Romania’s Transilvania International Film Festival (TIFF) in the city of Cluj-Napoca is paying a socially-distanced homage to Federico Fellini this year.
It’s a hundred years since the Italian cinema giant’s birth and there’s a selection of his films and a photo exhibition on display. Since both countries’ languages are closely related, and many Romanians understand at least some Italian, it’s an apposite choice.
But the festival’s 19th edition will of course be most remembered for the conditions it has to be held in.

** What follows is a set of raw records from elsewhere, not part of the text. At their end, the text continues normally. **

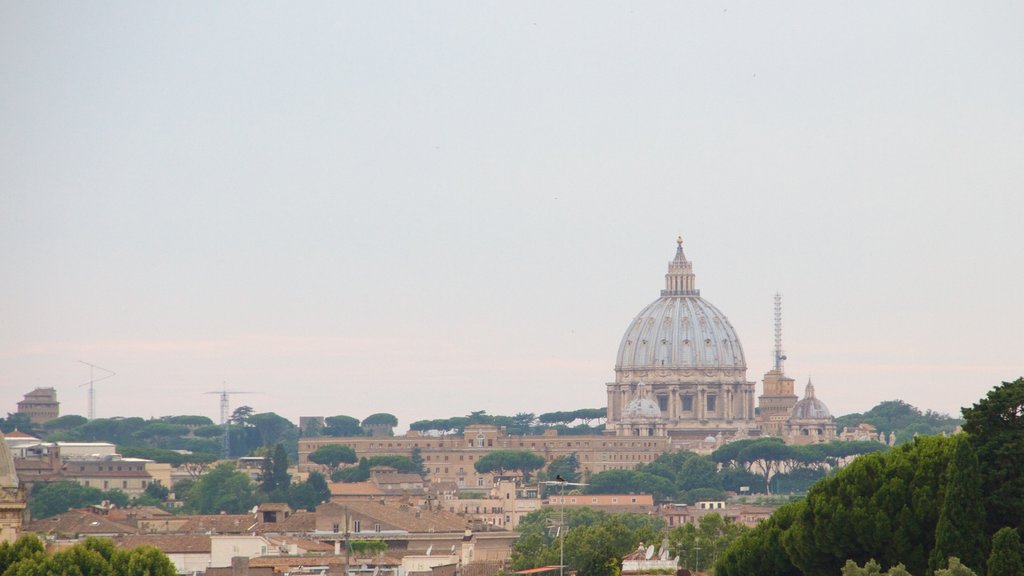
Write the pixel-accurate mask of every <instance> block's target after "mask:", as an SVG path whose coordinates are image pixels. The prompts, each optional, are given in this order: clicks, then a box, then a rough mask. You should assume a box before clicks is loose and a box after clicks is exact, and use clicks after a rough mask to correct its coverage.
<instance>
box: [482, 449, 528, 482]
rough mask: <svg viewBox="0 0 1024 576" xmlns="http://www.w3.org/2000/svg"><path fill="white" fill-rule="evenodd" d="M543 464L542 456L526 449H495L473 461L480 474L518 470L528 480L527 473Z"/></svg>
mask: <svg viewBox="0 0 1024 576" xmlns="http://www.w3.org/2000/svg"><path fill="white" fill-rule="evenodd" d="M544 464H545V460H544V456H541V455H539V454H535V453H532V452H529V451H527V450H496V451H494V452H490V453H489V454H487V455H486V456H483V457H482V458H480V459H478V460H477V461H475V462H473V467H474V468H476V471H478V472H480V474H486V472H494V471H497V472H504V471H508V470H518V471H519V472H521V474H522V476H523V479H524V480H528V479H529V474H530V472H532V471H534V470H537V469H540V468H542V467H544Z"/></svg>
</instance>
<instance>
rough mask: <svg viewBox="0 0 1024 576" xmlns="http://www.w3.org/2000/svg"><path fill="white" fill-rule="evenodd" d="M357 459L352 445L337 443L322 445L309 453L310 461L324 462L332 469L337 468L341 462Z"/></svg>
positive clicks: (347, 463)
mask: <svg viewBox="0 0 1024 576" xmlns="http://www.w3.org/2000/svg"><path fill="white" fill-rule="evenodd" d="M355 459H356V458H355V450H352V448H351V447H350V446H340V445H337V444H330V445H328V446H321V447H319V448H317V449H316V450H313V451H312V452H311V453H310V454H309V461H310V462H313V463H316V464H323V465H325V466H327V467H329V468H331V470H332V471H333V470H335V469H337V468H338V466H340V465H341V464H351V463H354V462H355Z"/></svg>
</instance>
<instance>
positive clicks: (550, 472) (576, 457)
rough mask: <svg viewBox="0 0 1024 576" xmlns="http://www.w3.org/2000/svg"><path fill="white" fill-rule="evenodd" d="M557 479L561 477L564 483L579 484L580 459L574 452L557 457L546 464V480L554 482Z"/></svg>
mask: <svg viewBox="0 0 1024 576" xmlns="http://www.w3.org/2000/svg"><path fill="white" fill-rule="evenodd" d="M557 477H561V478H562V480H564V481H565V482H580V458H578V457H577V455H575V452H573V453H571V454H569V455H567V456H559V457H557V458H555V459H554V460H552V461H551V463H550V464H548V470H547V478H548V480H555V478H557Z"/></svg>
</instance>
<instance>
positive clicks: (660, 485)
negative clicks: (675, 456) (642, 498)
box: [587, 470, 676, 502]
mask: <svg viewBox="0 0 1024 576" xmlns="http://www.w3.org/2000/svg"><path fill="white" fill-rule="evenodd" d="M587 493H588V494H651V495H652V496H653V497H654V500H656V501H658V502H665V501H668V500H671V499H672V498H673V496H674V495H675V493H676V486H675V485H674V484H673V483H672V481H670V480H669V479H667V478H664V477H660V476H657V475H653V474H650V472H645V471H640V470H604V471H601V472H597V474H596V475H594V476H593V477H591V479H590V486H588V487H587Z"/></svg>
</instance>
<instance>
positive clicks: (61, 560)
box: [0, 534, 176, 576]
mask: <svg viewBox="0 0 1024 576" xmlns="http://www.w3.org/2000/svg"><path fill="white" fill-rule="evenodd" d="M0 574H4V575H5V576H48V575H50V574H60V575H61V576H175V574H176V571H175V569H174V565H173V564H171V561H170V560H169V559H168V558H167V556H166V554H164V553H163V552H161V551H160V550H158V549H157V548H155V547H153V546H141V547H138V548H134V549H130V550H121V549H116V548H115V547H114V542H112V541H111V540H105V539H99V538H86V539H85V541H83V542H80V543H78V544H75V545H74V546H72V547H70V548H63V549H61V550H60V551H58V552H56V553H54V554H53V556H47V554H46V551H45V549H44V547H43V543H42V542H41V541H40V540H39V538H38V537H37V536H36V535H34V534H26V535H23V536H22V537H20V538H18V539H17V541H16V542H14V544H13V545H11V544H10V543H8V542H4V543H3V544H0Z"/></svg>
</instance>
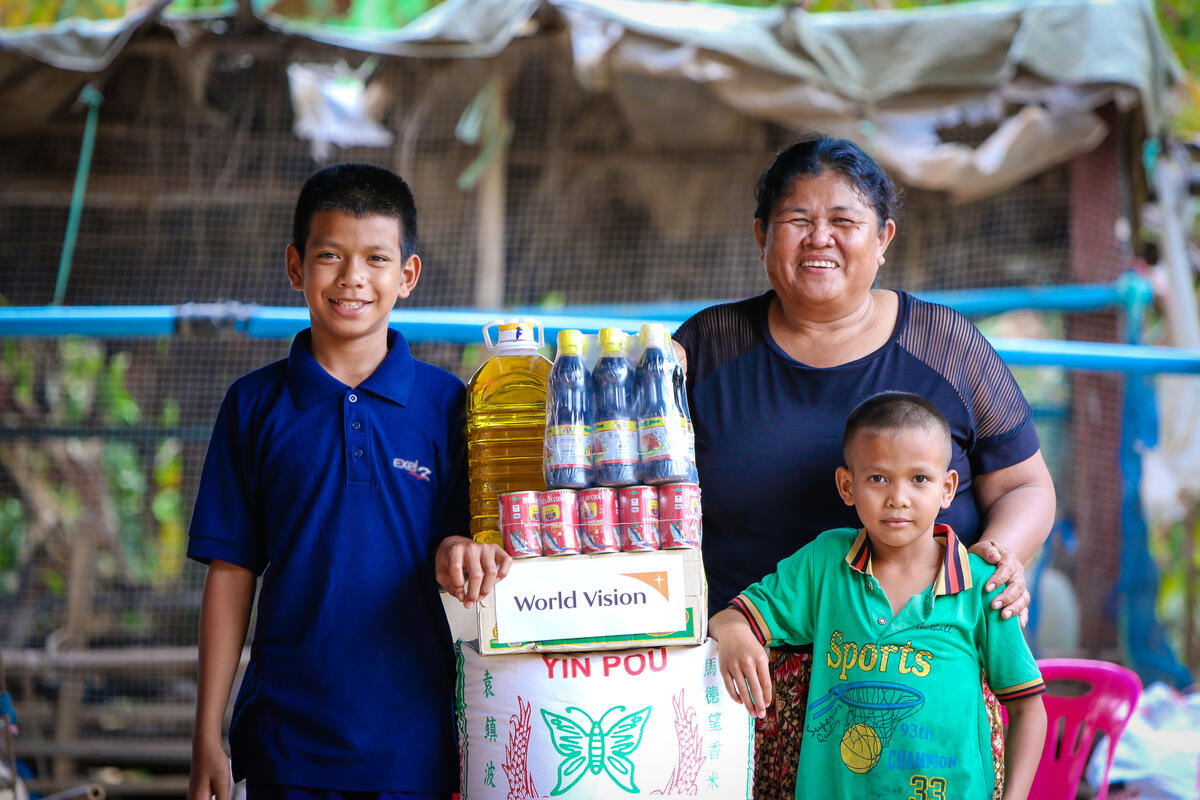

All film screenings are outdoors and the seating has been reduced for safety.
The main stage, in a big city square that would usually host an audience of 2000, is limited to just 500.
The French romantic comedy-drama “La Belle Époque” by Nicolas Bedos with Daniel Auteuil and Fanny Ardant was the first to be shown at the opening gala on Friday night.
This year, for the first time, at least 20 films from the festival will be available for two weeks through the TIFF Unlimited VOD platform.
Since the 2000s Romania has enjoyed a new wave in cinema that has gained international recognition.
Its films have tended to be both realist and minimalist, but also with a healthy dose of black humour.
This year, “Cardinal” by veteran director Nicolae Mărgineanu tells the story of Romanian Greek-Catholic bishop Iuliu Hossu (1885-1970).
Pope Francis beatified and Hossu and six other Greek-Catholic bishops, who were killed during the Communist regime when he visited Romania in 2019.
The regime would only recognise the Romanian Orthodox church and it seized both the churches and property of the Greek-Catholic church in 1948, which have never been returned.